「バーバリアン怪奇映画特殊音響効果製作所」を観る2018年05月09日 00:17

 「バーバリアン怪奇映画特殊音響効果製作所」を観る。

 イギリスからイタリアにスカウトされた音響エンジニア。担当する映画は、乗馬の話という触れ込みだったが、その実は魔女もののホラー映画。というより、どうやらスナッフ映画に近いような、グロ系ホラーらしい。

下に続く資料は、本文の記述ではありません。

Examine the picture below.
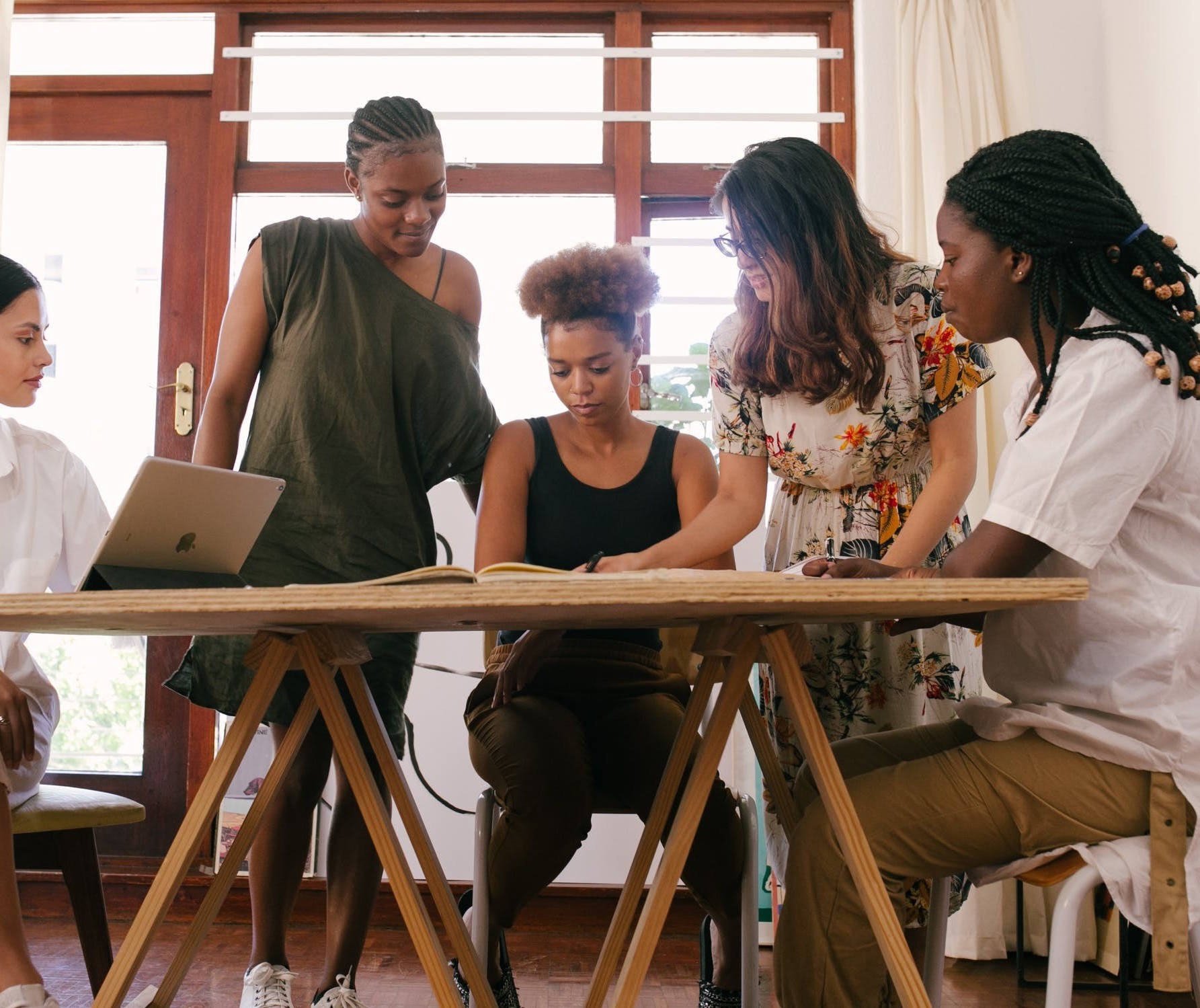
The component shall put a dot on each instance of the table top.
(645, 598)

 というのも、製作中の映画はオープニングしか登場せず、ひたすら残酷シーンはアテレコやSEの制作場面で暗示されている。スタジオではスイカを叩き潰し、キャベツをナイフで突きまくりと、絵面は風変わりなキッチンなのだ。だが、その音がグロ映画を暗示させてしまう。なまじグロ映像を見せつけられるより、観客の頭の中にあるグロい殺戮シーンを引きずり出してしまうのだからタチが悪い。

 この映画スタッフもかなりグダグダらしく、プロデューサーは芸術をひけらかすばかりのただの暴君、監督は女優をものにすることばかりを考え、経理は仕事をまともにしようともせず、金払いも最低。おそらくは踏み倒す気まんまんという体たらく。こんな中で真面目なイギリス人レコーディング・エンジニアはしだいに心を蝕まれて…

 とまあ、絶対に一般受けはしない作品。終わりなき悪夢に引きずり込まれそうな作品なので、メンタルが疲労しているときにはパスするほうが無難。けっしてお茶の間で家族と観てはいけない。